It was raining hard when Mal brought Serenity in over the spreading boughs of a giant monkeypod tree and past a stand of candlenut trees for a somewhat rough landing at 泥球 Ní Qiú Field. Like 尘球 Chén Qíu, 泥球 Ní Qiú served as the staging area for the terraforming operation on a nearby moon. The terraforming operation was still in the early stages, and 泥球 Ní Qiú Field served almost entirely as an import center, with very little being produced on the world for export. Mal checked in with the tower for the weather report. There seemed to be only two kinds of weather in the forecast: raining, and about to rain.

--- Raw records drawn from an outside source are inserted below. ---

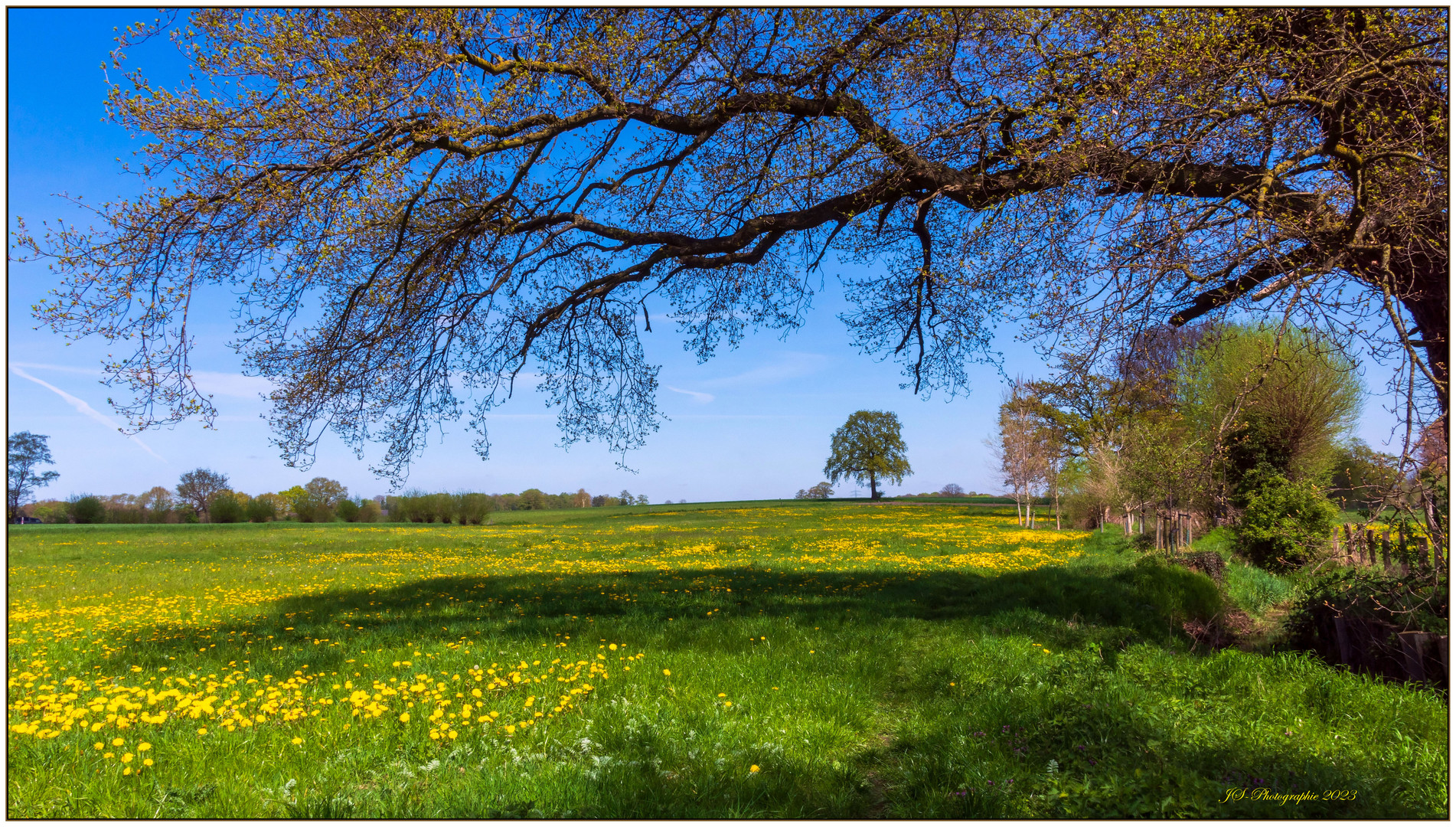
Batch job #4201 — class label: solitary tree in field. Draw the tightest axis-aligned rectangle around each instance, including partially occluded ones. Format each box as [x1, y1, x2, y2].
[16, 8, 1450, 483]
[178, 467, 227, 523]
[282, 476, 352, 523]
[824, 410, 914, 499]
[6, 431, 60, 523]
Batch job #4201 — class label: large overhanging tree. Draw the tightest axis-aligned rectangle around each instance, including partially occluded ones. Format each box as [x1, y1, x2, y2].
[18, 8, 1448, 475]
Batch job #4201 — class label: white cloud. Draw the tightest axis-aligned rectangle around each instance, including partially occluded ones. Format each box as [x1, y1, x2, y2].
[662, 384, 713, 405]
[10, 362, 102, 376]
[192, 370, 275, 399]
[704, 351, 830, 387]
[10, 362, 168, 462]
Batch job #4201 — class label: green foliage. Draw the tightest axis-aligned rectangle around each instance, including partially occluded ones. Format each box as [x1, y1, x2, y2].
[6, 431, 60, 521]
[1238, 473, 1340, 569]
[208, 491, 247, 523]
[1225, 561, 1294, 617]
[1287, 568, 1450, 645]
[1330, 440, 1399, 514]
[8, 501, 1448, 819]
[1178, 325, 1364, 496]
[66, 494, 106, 525]
[794, 482, 834, 499]
[176, 467, 227, 517]
[455, 494, 495, 525]
[1131, 554, 1223, 628]
[279, 476, 348, 523]
[246, 495, 278, 523]
[334, 496, 360, 523]
[358, 499, 383, 523]
[824, 410, 913, 499]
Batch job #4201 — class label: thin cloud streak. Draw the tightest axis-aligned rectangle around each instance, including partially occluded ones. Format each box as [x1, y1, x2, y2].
[700, 351, 830, 387]
[662, 384, 713, 405]
[10, 362, 168, 463]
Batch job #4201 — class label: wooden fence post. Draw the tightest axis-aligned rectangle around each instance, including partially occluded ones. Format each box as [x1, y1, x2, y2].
[1335, 616, 1350, 664]
[1396, 632, 1430, 683]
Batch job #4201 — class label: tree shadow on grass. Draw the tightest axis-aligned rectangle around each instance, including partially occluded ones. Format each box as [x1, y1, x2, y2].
[96, 561, 1450, 819]
[128, 561, 1217, 684]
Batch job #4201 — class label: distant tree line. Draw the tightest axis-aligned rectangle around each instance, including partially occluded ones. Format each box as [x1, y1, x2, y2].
[991, 323, 1448, 567]
[11, 463, 667, 525]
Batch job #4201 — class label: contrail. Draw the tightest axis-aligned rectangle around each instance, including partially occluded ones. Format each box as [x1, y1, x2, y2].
[10, 362, 168, 462]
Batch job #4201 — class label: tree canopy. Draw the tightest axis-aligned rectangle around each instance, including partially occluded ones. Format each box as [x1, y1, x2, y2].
[824, 410, 913, 499]
[6, 431, 60, 523]
[18, 8, 1448, 475]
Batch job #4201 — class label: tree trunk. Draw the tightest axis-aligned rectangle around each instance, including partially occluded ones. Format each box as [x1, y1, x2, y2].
[1390, 250, 1450, 446]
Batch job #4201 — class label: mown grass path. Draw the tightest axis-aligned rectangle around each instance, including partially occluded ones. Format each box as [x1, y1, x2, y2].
[8, 502, 1448, 819]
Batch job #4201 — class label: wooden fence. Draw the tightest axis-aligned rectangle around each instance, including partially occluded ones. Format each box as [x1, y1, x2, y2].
[1330, 523, 1446, 577]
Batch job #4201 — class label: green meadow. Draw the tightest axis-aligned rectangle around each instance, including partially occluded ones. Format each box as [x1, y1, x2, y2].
[6, 501, 1448, 819]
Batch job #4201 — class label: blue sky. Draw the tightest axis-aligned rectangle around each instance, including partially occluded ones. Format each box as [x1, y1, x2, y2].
[8, 8, 1393, 502]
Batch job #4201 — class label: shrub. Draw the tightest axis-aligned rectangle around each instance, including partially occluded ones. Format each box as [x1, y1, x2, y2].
[1131, 554, 1223, 628]
[794, 482, 834, 499]
[1225, 562, 1294, 614]
[66, 494, 106, 523]
[455, 494, 495, 525]
[208, 491, 246, 523]
[245, 494, 278, 523]
[1238, 473, 1340, 569]
[31, 499, 67, 523]
[334, 499, 360, 523]
[358, 499, 383, 523]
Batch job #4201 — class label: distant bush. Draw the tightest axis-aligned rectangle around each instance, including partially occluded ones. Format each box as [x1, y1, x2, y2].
[515, 488, 546, 511]
[245, 494, 278, 523]
[1225, 561, 1294, 614]
[207, 491, 247, 523]
[66, 494, 106, 523]
[455, 494, 495, 525]
[1236, 473, 1340, 570]
[794, 482, 834, 499]
[31, 499, 68, 523]
[334, 498, 360, 523]
[358, 499, 383, 523]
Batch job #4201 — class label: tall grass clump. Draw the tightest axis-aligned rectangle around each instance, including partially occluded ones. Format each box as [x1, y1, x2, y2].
[1223, 561, 1294, 614]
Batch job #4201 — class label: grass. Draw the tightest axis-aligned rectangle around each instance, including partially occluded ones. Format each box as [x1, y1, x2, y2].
[8, 502, 1448, 819]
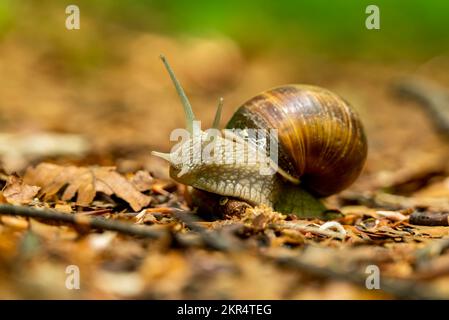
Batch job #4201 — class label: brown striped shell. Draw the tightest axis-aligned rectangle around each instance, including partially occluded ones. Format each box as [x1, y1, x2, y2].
[227, 85, 367, 196]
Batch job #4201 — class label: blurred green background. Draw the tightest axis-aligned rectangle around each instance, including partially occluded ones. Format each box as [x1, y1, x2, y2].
[0, 0, 449, 70]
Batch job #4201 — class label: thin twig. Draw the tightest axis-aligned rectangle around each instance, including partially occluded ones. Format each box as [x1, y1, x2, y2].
[394, 77, 449, 138]
[262, 254, 448, 300]
[0, 204, 165, 239]
[173, 210, 237, 251]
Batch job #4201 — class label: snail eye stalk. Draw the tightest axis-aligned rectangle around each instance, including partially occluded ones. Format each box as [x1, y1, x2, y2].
[160, 55, 195, 133]
[212, 97, 223, 129]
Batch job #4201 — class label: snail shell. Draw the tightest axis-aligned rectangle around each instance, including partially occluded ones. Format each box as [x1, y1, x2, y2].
[227, 85, 367, 196]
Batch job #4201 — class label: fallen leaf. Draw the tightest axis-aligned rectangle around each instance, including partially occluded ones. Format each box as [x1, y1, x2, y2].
[131, 170, 154, 192]
[24, 163, 151, 211]
[3, 176, 40, 205]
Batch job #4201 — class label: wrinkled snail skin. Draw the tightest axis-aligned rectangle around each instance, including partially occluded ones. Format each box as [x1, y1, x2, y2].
[227, 85, 367, 197]
[153, 57, 367, 217]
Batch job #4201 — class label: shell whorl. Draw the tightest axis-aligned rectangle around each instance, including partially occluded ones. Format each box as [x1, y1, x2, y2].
[227, 85, 367, 196]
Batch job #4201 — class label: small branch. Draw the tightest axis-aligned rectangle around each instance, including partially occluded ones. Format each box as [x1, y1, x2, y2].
[173, 210, 237, 251]
[0, 204, 165, 239]
[394, 78, 449, 138]
[262, 254, 448, 300]
[410, 211, 449, 226]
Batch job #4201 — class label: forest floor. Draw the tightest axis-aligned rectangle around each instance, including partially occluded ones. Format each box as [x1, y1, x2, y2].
[0, 34, 449, 299]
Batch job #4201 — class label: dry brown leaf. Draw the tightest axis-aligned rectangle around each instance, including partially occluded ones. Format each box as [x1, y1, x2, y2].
[131, 170, 154, 192]
[24, 163, 151, 211]
[3, 176, 40, 205]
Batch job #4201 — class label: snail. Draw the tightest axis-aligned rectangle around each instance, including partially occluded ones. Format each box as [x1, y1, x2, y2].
[153, 56, 367, 217]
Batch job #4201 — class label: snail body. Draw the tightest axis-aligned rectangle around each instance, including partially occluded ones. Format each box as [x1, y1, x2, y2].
[153, 58, 367, 216]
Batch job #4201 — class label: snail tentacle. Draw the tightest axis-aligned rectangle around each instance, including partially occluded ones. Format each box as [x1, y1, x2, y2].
[161, 55, 195, 133]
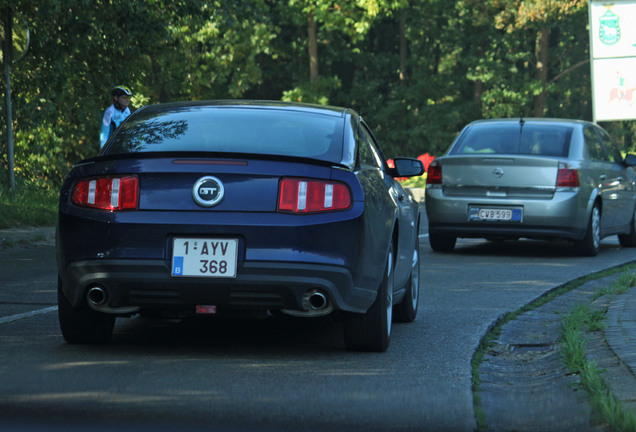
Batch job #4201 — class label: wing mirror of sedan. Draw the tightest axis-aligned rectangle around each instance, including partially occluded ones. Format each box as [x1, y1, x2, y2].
[393, 158, 424, 177]
[625, 153, 636, 166]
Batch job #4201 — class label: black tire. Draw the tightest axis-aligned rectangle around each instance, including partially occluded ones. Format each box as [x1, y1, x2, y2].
[618, 209, 636, 247]
[57, 279, 115, 344]
[574, 204, 601, 256]
[428, 230, 457, 252]
[393, 233, 420, 322]
[344, 244, 394, 352]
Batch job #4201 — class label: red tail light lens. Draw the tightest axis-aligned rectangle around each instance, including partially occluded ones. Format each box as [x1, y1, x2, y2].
[557, 163, 579, 187]
[71, 176, 139, 211]
[426, 161, 442, 185]
[278, 178, 351, 213]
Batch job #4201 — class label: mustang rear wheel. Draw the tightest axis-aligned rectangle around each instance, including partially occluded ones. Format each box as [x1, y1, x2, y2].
[57, 279, 115, 344]
[344, 244, 394, 352]
[393, 238, 420, 322]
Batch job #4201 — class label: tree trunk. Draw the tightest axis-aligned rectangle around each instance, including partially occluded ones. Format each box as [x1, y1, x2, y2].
[307, 12, 318, 82]
[399, 11, 408, 86]
[534, 27, 550, 117]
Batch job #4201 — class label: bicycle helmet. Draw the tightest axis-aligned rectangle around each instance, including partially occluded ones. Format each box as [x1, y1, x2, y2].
[113, 86, 132, 97]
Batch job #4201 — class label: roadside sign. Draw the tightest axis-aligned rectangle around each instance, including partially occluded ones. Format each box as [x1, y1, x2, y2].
[589, 0, 636, 121]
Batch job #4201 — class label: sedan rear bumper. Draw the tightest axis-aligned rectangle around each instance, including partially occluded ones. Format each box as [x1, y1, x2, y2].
[426, 188, 589, 240]
[429, 223, 585, 240]
[60, 260, 377, 313]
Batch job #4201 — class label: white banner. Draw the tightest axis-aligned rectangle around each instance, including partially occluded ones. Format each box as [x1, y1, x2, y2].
[589, 0, 636, 121]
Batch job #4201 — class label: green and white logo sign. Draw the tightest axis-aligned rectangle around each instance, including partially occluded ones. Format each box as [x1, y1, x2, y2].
[599, 9, 621, 45]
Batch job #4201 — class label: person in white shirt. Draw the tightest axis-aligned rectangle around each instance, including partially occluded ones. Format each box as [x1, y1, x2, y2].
[99, 86, 132, 148]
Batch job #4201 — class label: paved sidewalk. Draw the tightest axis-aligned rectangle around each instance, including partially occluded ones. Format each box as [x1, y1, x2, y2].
[477, 273, 636, 431]
[604, 287, 636, 415]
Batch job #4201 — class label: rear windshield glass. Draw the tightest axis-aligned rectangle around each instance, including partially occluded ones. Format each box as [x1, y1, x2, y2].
[105, 107, 344, 162]
[450, 123, 572, 157]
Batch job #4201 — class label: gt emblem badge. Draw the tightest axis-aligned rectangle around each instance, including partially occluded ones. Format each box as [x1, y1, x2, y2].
[192, 176, 225, 207]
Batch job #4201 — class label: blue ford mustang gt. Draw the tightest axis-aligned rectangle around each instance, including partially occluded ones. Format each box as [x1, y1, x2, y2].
[56, 101, 424, 351]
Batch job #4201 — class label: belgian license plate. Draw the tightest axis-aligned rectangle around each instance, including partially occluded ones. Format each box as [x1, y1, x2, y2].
[468, 207, 522, 222]
[172, 238, 238, 278]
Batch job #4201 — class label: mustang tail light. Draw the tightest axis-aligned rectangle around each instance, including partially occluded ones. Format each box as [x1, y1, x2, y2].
[278, 178, 351, 213]
[426, 161, 442, 185]
[557, 162, 579, 187]
[71, 176, 139, 211]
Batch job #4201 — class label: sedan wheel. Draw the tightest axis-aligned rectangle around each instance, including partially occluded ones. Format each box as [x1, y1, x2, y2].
[575, 204, 601, 256]
[344, 244, 394, 352]
[57, 280, 115, 344]
[428, 230, 457, 252]
[618, 209, 636, 247]
[393, 235, 420, 322]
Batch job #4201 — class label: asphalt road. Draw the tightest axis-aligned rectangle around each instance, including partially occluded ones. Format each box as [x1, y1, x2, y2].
[0, 228, 636, 431]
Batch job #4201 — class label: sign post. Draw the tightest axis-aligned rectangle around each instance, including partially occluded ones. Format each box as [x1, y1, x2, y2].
[589, 0, 636, 121]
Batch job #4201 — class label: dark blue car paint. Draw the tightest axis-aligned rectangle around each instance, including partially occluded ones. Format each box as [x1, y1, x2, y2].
[57, 102, 419, 324]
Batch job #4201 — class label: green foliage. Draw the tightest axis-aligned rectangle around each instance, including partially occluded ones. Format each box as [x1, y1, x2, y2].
[0, 0, 636, 193]
[0, 176, 59, 229]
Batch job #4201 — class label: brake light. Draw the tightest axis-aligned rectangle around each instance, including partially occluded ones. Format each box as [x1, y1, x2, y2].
[71, 176, 139, 211]
[557, 163, 579, 187]
[426, 161, 442, 185]
[278, 178, 351, 213]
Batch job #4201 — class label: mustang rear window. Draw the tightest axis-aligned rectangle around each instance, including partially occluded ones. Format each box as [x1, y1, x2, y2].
[450, 123, 572, 157]
[106, 107, 344, 162]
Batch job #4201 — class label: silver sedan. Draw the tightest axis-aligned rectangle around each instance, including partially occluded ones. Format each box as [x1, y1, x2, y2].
[425, 118, 636, 256]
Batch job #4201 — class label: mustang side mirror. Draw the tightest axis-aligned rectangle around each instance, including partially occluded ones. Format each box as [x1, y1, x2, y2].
[625, 153, 636, 166]
[393, 158, 424, 177]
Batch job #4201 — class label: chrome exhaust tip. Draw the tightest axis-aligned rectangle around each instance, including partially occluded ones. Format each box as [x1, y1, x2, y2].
[306, 291, 329, 311]
[86, 286, 108, 306]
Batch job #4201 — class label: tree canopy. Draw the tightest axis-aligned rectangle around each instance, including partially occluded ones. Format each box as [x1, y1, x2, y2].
[0, 0, 634, 186]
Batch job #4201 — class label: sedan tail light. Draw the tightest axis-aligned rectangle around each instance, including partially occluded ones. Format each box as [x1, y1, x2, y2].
[557, 162, 579, 188]
[426, 161, 442, 185]
[71, 176, 139, 211]
[278, 178, 351, 213]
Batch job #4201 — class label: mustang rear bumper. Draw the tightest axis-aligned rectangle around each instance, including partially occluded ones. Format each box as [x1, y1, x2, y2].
[60, 260, 377, 313]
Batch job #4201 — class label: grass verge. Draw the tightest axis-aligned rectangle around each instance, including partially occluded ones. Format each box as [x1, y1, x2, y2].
[472, 264, 636, 431]
[561, 270, 636, 431]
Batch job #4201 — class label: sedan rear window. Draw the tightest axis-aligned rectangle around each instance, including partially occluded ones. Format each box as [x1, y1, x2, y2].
[105, 107, 344, 163]
[450, 123, 572, 157]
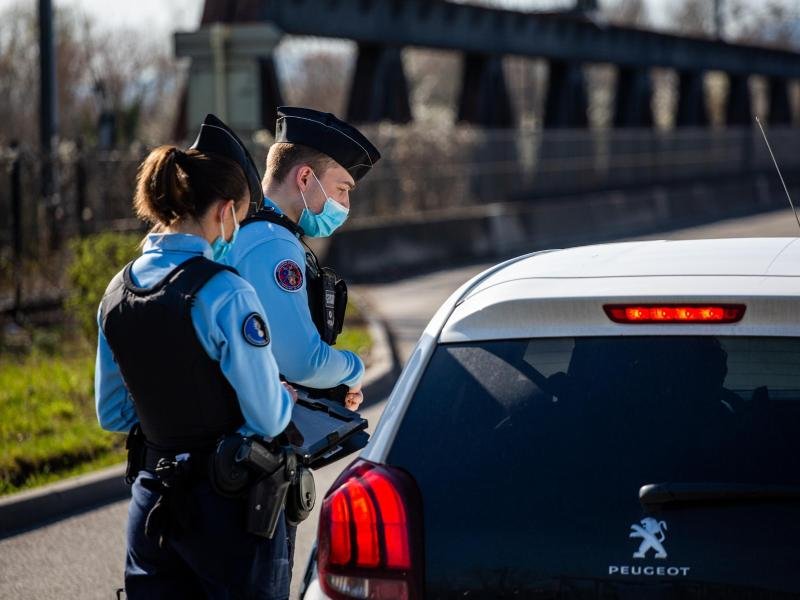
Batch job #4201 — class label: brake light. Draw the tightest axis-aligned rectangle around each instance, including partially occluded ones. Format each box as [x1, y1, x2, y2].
[603, 304, 745, 324]
[317, 460, 422, 600]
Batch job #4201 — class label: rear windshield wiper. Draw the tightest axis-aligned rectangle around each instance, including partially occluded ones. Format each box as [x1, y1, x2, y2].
[639, 481, 800, 507]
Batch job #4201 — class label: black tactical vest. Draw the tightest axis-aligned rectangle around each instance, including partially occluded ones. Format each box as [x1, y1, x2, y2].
[242, 208, 347, 346]
[101, 256, 244, 452]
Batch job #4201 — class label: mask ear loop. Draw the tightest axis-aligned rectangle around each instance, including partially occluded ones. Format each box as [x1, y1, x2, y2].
[311, 171, 330, 200]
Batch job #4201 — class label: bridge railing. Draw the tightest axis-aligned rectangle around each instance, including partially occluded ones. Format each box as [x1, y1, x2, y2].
[353, 127, 800, 221]
[0, 125, 800, 252]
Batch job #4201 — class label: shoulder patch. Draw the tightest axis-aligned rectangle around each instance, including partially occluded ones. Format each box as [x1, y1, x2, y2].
[275, 258, 303, 292]
[242, 313, 269, 346]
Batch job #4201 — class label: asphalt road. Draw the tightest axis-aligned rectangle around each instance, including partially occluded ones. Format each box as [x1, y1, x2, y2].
[0, 209, 798, 600]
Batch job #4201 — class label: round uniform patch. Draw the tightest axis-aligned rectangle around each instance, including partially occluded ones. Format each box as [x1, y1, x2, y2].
[275, 258, 303, 292]
[242, 313, 269, 346]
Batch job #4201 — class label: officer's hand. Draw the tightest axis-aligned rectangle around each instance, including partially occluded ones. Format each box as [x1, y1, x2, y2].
[281, 381, 297, 402]
[344, 384, 364, 411]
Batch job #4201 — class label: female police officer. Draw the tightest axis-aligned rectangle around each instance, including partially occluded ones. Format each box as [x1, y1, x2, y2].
[95, 115, 296, 600]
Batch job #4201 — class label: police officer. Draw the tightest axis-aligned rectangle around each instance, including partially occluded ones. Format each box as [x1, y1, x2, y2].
[95, 115, 296, 600]
[227, 107, 380, 410]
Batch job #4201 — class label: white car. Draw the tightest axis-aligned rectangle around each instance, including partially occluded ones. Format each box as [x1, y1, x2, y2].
[305, 238, 800, 600]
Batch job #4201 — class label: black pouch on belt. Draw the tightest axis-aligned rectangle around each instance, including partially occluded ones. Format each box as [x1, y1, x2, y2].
[142, 455, 196, 548]
[208, 433, 254, 498]
[125, 423, 147, 485]
[286, 464, 317, 526]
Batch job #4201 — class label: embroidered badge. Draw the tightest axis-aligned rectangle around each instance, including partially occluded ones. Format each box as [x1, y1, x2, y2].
[275, 259, 303, 292]
[242, 313, 269, 346]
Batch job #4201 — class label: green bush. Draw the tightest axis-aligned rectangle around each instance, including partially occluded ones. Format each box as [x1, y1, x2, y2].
[66, 233, 141, 340]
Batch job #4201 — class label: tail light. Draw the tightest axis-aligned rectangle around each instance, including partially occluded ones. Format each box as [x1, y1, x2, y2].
[317, 460, 423, 600]
[603, 304, 745, 324]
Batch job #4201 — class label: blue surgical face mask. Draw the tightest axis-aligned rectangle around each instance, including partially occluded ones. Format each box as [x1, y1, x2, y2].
[211, 206, 239, 262]
[297, 171, 350, 237]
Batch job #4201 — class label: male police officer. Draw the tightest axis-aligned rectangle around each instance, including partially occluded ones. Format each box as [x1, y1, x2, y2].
[222, 107, 380, 410]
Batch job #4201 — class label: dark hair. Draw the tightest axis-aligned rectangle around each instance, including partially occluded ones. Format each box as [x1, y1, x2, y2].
[264, 142, 336, 183]
[133, 146, 250, 226]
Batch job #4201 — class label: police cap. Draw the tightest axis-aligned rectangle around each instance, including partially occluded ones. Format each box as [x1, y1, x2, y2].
[189, 114, 264, 209]
[275, 106, 381, 181]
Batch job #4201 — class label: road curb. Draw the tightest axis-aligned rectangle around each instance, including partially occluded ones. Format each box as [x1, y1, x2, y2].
[0, 311, 398, 539]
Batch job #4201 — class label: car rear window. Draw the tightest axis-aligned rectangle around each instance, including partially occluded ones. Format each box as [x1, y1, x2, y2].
[387, 336, 800, 598]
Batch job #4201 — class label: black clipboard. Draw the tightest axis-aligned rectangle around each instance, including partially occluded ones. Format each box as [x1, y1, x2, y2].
[285, 396, 369, 469]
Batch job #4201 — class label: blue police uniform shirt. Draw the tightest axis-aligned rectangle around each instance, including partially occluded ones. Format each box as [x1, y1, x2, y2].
[94, 233, 293, 437]
[223, 198, 364, 389]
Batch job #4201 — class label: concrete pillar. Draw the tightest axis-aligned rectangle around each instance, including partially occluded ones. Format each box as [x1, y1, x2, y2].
[544, 60, 588, 128]
[725, 74, 753, 126]
[675, 70, 708, 127]
[346, 44, 411, 123]
[458, 53, 515, 129]
[614, 67, 653, 127]
[259, 56, 284, 135]
[768, 77, 792, 125]
[175, 23, 283, 137]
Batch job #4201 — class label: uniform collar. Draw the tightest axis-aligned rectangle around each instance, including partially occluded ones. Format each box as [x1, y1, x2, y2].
[142, 233, 213, 259]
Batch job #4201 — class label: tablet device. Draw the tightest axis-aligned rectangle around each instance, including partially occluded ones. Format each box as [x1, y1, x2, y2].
[285, 396, 369, 469]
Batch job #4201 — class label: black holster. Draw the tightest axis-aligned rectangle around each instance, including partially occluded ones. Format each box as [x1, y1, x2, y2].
[236, 438, 297, 539]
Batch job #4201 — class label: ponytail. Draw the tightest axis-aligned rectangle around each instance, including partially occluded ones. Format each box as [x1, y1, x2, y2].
[133, 146, 249, 227]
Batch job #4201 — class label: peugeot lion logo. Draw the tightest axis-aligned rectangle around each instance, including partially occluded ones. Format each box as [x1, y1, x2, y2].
[628, 517, 667, 558]
[608, 517, 691, 577]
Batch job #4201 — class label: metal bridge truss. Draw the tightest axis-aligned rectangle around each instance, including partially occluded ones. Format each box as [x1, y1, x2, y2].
[189, 0, 800, 128]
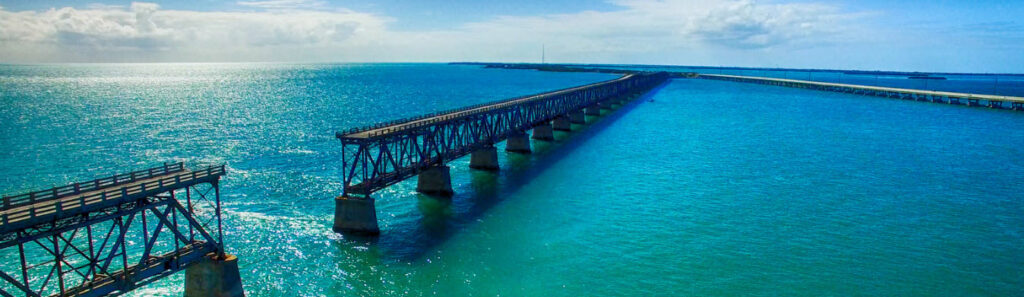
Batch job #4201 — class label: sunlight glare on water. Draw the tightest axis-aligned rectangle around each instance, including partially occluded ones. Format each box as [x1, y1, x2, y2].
[0, 65, 1024, 296]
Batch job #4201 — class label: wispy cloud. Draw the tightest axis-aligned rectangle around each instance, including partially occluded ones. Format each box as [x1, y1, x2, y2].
[0, 0, 1020, 71]
[236, 0, 327, 9]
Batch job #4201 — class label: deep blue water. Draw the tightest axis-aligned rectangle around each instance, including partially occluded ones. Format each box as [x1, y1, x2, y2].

The receiving agent for the cargo of grav modifiers maintained an office in the middle of town, and Mal, Jayne, and Neumann took advantage of a brief lull in the downpour to pay him a visit. They squelched along the muddy track that separated the shabby rows of single-story wooden buildings. The agent’s office was elevated out of the mud on pilings, which also seemed to be the only thing that kept it from being swallowed up by rampant strawberry guava, bougainvillea, and ferns. It was a modest-sized wooden building with four long wooden steps running the entire length of the street front. Most of the front side of the building was open to the street, affording a full view of the activity in town, and business was conducted underneath a tin roof with eaves extending far beyond the walls to keep the rain from driving in.

The meet and greet was interrupted only minutes into the start by a sudden downpour that clattered on the tin roof with such a racket that for a few minutes conversation was impossible. When they could hear again, Mal continued, “Neumann here took good care of your cargo, those crates didn’t lift off our deck even once the whole voyage. Kept ’em nice and stable. Jayne, leave go of that.” He shot Jayne a warning look, as the man reached into a box stacked at the side of the shelter. “Don’t take what ain’t yours.”

Jayne returned the food ration packet to the box and grumbled, “Nothin’ to eat around here.”

Their attention was drawn by a gang of ragged, muddy people, slogging heavily through the mud. They were being herded by guards or foremen wearing raincoats. As they passed the office, Mal saw that their difficulty moving was mainly due to the leg irons they wore. The foremen herded the people onto a crappy-looking open transport, unsheltered from the pouring rain.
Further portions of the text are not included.